Nachdem ich bereits den ersten diesbezüglichen Beitrag rebloggt hatte, tue ich das auch mit diesem.
Ich hoffe, er hilft uns gemeinsam, wieder zu entspannen.
Danke, lieber Arno 🙂

Arno von Rosen

War doch klar, oder? Gestern wurde mir vom SPD Büro ein neuer Link zur Verfügung gestellt, der wieder zur Entspannung beiträgt, aber damit ihr nicht alles lesen müsst, was ich schreibe, hier mal eine Minizusammenfassung.
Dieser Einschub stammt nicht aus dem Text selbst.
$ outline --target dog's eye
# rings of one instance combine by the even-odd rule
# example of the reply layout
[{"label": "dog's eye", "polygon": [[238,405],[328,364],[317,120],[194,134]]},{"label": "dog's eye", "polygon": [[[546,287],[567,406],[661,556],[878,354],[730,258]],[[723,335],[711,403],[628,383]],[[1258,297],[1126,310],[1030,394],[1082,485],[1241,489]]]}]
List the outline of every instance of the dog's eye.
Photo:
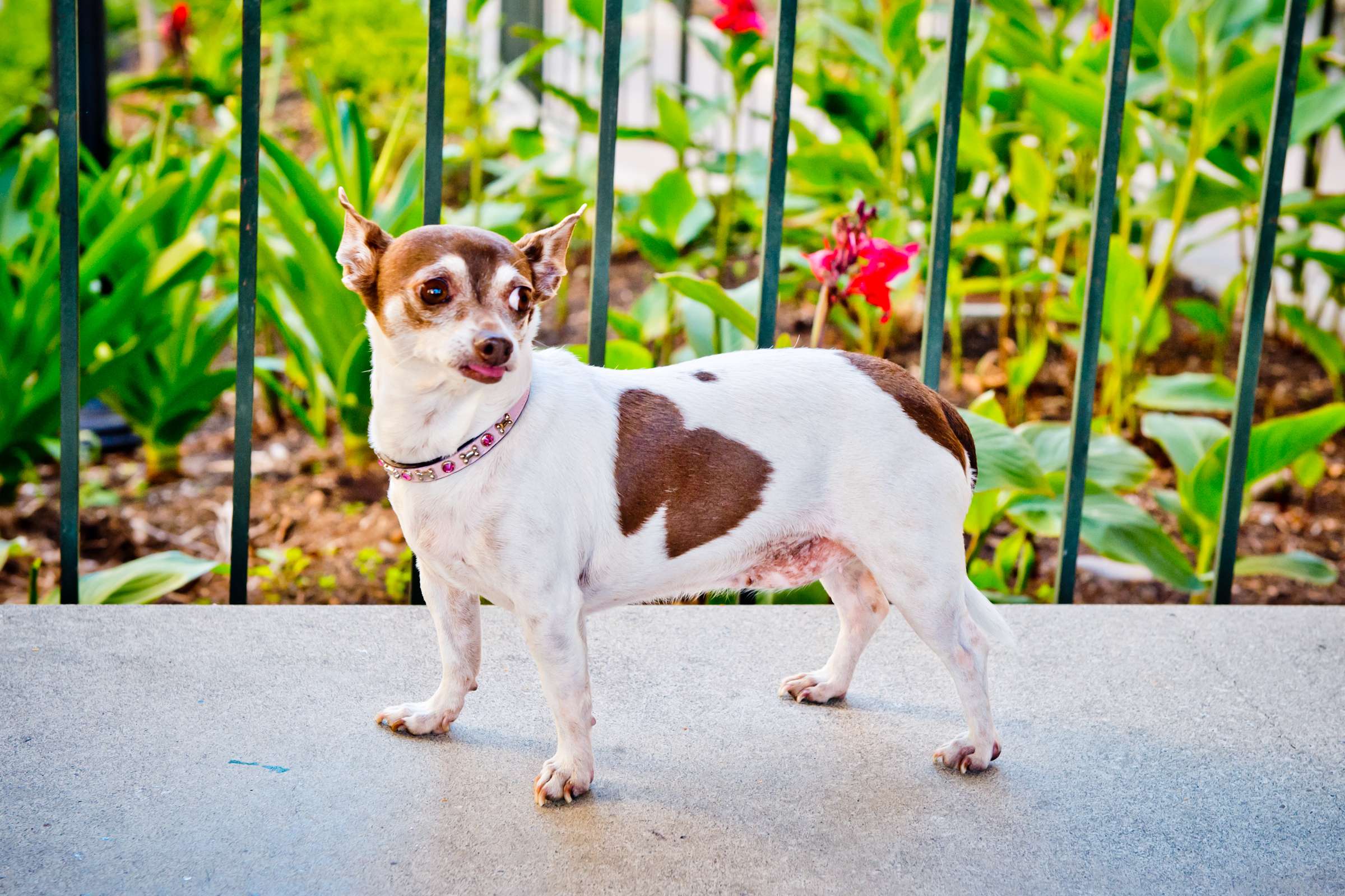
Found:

Es gibt im Gesetz einen Paragraphen, der verbietet, dass Seiten- oder Blogeigentümer wettbewerbsrechtlich Abgemahnt werden können. Das heißt, es wird keine Abmahnwelle wegen der neuen Datenschutzgrundverordung geben, weshalb auch niemand vor spezialisierten Kanzleien Angst haben muss. Zudem kommen immer wieder Gerüchte auf, ein Impressum wäre zwingend für jeden erforderlich, was so nicht stimmt, denn rein privat betriebene Blogs und Seiten, die weder auf kommerzielle Seiten verlinken, noch selber Dinge verkaufen, auf eigene Produkte hinweisen oder allgemein eine Gewinnabsicht haben, indem diese bewußte Werbung schalten (ACHTUNG, hier sind nicht die Werbebanner der Plattformbetreiber gemeint), benötigen kein Impressum.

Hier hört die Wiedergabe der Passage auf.